Respuesta :
Answer:
0.1471 = 14.71% probability that no more than 1 vessel transporting nuclear weapons was destroyed.
Step-by-step explanation:
Vessels are chosen without replacement, which means that we use the hypergeometric distribution to solve this question.
Hypergeometric distribution:
The probability of x sucesses is given by the following formula:
[tex]P(X = x) = h(x,N,n,k) = \frac{C_{k,x}*C_{N-k,n-x}}{C_{N,n}}[/tex]
In which:
x is the number of sucesses.
N is the size of the population.
n is the size of the sample.
k is the total number of desired outcomes.
Combinations formula:
[tex]C_{n,x}[/tex] is the number of different combinations of x objects from a set of n elements, given by the following formula.
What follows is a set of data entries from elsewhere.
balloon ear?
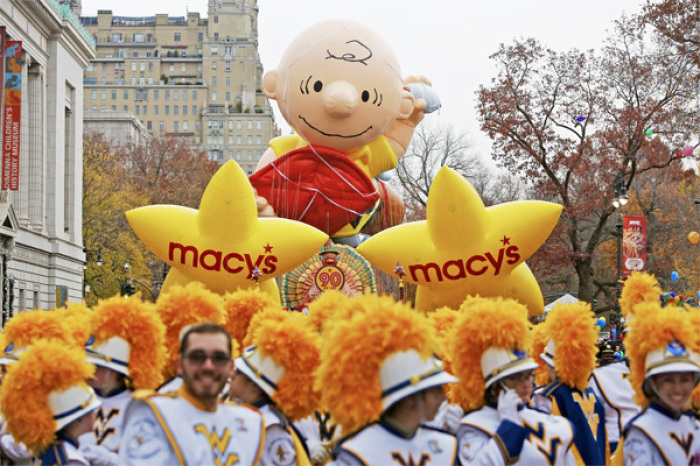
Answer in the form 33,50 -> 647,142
263,70 -> 278,100
396,89 -> 414,120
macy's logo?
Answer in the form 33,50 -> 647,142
408,246 -> 520,282
168,243 -> 277,277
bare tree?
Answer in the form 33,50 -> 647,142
395,121 -> 520,220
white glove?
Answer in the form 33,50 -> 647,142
78,445 -> 119,466
443,404 -> 464,434
498,388 -> 521,425
306,439 -> 331,464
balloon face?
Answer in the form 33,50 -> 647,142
357,167 -> 562,316
264,21 -> 413,152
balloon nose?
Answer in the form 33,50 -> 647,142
323,81 -> 358,118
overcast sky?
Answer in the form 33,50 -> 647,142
82,0 -> 644,157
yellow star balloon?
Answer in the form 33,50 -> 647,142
357,167 -> 562,315
126,160 -> 328,299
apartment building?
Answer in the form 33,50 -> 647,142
82,0 -> 278,174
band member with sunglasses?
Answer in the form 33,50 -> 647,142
119,322 -> 265,465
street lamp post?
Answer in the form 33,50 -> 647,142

[tex]C_{n,x} = \frac{n!}{x!(n-x)!}[/tex]
Naval intelligence reports that 5 enemy vessels in a fleet of 18 are carrying nuclear weapons.
This means, respectively, that [tex]k = 5, N = 18[/tex].
9 vessels are randomly targeted and destroyed
This means that [tex]n = 9[/tex]
What is the probability that no more than 1 vessel transporting nuclear weapons was destroyed?
This is:
[tex]P(X \leq 1) = P(X = 0) + P(X = 1)[/tex]
In which
[tex]P(X = x) = h(x,N,n,k) = \frac{C_{k,x}*C_{N-k,n-x}}{C_{N,n}}[/tex]
[tex]P(X = 0) = h(0,18,9,5) = \frac{C_{5,0}*C_{13,9}}{C_{18,9}} = 0.0147[/tex]
[tex]P(X = 1) = h(1,18,9,5) = \frac{C_{5,1}*C_{13,8}}{C_{18,9}} = 0.1324[/tex]
[tex]P(X \leq 1) = P(X = 0) + P(X = 1) = 0.0147 + 0.1324 = 0.1471[/tex]
0.1471 = 14.71% probability that no more than 1 vessel transporting nuclear weapons was destroyed.